Let’s remember what the basic market structure of payers and providers looks like in the United States.
Dominant insurers use their ability to steer hundreds of thousands patients to or from different providers as a stick to get rates that are based on Medicare with a small kicker. This works because a dominant insurer does not need to get every provider in a specialty or concentration into the network. They just need to get enough providers in network to satisfy state regulators. Providers who don’t take the low rates from the dominant insurer have a hard time making up at higher price points the revenue they lose in volume. Areas where there is a single dominant provider in either the entire market or a critical set of specialties will see the providers tell insurers “You either take my rate, or you can’t sell in this county as I’m the only provider in the region…….
Areas where there are a multitude of medium and small payers who can’t threaten the economic existence of a multitude of fragmented providers see effective competitive bidding. Providers can not name their price as insurers and other payers can walk across the street to another provider and sign a deal. Insurers can’t force prices down too much as each individual provider has half a dozen other options to make a living. And finally, areas where there is a single dominant provider and a single, dominant payer see very nasty fights over rents.

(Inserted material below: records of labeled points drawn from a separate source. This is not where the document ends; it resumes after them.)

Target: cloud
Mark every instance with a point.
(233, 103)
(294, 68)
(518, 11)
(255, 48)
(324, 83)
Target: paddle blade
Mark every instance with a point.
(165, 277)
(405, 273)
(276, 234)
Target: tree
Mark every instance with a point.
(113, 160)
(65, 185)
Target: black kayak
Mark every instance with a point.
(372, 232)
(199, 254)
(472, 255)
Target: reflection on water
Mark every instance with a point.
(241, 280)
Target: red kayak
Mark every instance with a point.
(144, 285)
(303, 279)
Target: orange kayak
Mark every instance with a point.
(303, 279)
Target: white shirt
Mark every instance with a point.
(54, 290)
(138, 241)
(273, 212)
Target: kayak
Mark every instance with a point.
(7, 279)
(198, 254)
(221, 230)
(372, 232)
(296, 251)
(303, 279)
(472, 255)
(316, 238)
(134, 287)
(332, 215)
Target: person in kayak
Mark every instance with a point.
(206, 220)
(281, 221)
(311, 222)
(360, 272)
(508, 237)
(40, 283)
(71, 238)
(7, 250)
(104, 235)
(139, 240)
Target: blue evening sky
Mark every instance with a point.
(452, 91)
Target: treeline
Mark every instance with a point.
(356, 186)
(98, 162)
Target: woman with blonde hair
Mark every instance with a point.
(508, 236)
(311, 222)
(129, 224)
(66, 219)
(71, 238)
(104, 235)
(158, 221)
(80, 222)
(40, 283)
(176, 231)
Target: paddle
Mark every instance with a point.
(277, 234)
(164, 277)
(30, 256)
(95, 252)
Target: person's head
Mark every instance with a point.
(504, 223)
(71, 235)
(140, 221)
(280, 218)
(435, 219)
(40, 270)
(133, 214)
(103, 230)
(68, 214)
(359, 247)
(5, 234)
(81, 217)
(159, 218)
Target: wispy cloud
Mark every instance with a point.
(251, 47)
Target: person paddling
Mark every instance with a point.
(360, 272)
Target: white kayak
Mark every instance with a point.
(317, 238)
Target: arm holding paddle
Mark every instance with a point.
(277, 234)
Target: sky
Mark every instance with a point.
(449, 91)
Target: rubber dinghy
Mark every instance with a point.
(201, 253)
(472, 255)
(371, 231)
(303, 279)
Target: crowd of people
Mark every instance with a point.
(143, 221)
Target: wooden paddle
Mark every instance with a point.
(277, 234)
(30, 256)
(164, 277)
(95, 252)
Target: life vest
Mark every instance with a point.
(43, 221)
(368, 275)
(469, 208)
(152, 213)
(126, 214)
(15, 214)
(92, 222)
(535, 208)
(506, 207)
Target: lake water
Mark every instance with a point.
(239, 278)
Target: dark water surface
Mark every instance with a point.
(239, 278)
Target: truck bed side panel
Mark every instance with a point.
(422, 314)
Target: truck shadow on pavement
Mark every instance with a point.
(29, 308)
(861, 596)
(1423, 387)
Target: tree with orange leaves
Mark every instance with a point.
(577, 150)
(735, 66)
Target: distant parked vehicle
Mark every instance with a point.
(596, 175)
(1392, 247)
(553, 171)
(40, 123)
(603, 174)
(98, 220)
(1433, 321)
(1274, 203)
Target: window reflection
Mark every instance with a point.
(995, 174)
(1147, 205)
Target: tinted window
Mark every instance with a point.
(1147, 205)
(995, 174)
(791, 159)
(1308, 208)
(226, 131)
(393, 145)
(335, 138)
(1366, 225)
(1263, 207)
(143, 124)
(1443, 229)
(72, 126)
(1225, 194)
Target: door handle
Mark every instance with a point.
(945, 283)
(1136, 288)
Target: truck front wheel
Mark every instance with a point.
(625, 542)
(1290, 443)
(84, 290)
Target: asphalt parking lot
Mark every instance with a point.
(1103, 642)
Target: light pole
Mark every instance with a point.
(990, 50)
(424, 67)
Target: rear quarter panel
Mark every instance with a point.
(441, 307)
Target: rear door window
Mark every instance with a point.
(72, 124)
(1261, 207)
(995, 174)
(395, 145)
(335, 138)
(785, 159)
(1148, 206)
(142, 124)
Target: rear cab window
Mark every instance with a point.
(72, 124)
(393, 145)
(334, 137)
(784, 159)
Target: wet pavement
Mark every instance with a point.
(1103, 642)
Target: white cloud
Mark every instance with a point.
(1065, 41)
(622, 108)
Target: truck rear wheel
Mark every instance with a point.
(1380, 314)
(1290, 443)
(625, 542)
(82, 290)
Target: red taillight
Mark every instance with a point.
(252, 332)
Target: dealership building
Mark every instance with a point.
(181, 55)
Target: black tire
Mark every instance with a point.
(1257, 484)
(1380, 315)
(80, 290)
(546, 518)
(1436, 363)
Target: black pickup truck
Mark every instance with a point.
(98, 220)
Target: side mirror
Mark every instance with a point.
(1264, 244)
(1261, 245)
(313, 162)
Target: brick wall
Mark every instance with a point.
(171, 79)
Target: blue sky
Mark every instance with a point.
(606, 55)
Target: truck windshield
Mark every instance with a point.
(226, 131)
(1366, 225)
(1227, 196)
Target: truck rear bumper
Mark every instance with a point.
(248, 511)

The worst case scenarios is the Provider highly concentrated with the payers fragmented as reimbursement rates are high and utilization is probably high. Concentrated payers with fragmented providers will see low reimbursement rates, and the potential for low premium rates as benevelent local non-profit insurers might keep rates low. Otherwise, the executives get lots of high quality blow and flexible hookers as the insurance company is bloated and inefficient. The ACA’s requirement on minimal Medical Loss Ratio of either 80% (individual and small group) or 85% (large group) has crimped the blow supply.
Situations where both the payers are highly concentrated and the providers are highly concentrated are probably the second best outcome. As long as there is no evidence of collusion, big payers fighting big providers keeps pricing reasonable although quite a bit of market surplus is consumed as both sides piss at each other.
Finally, the best case scenario is fragmented markets where there are efficient payers and efficient providers who are effectively price takers and not price makers. Here consumers get good prices on good care.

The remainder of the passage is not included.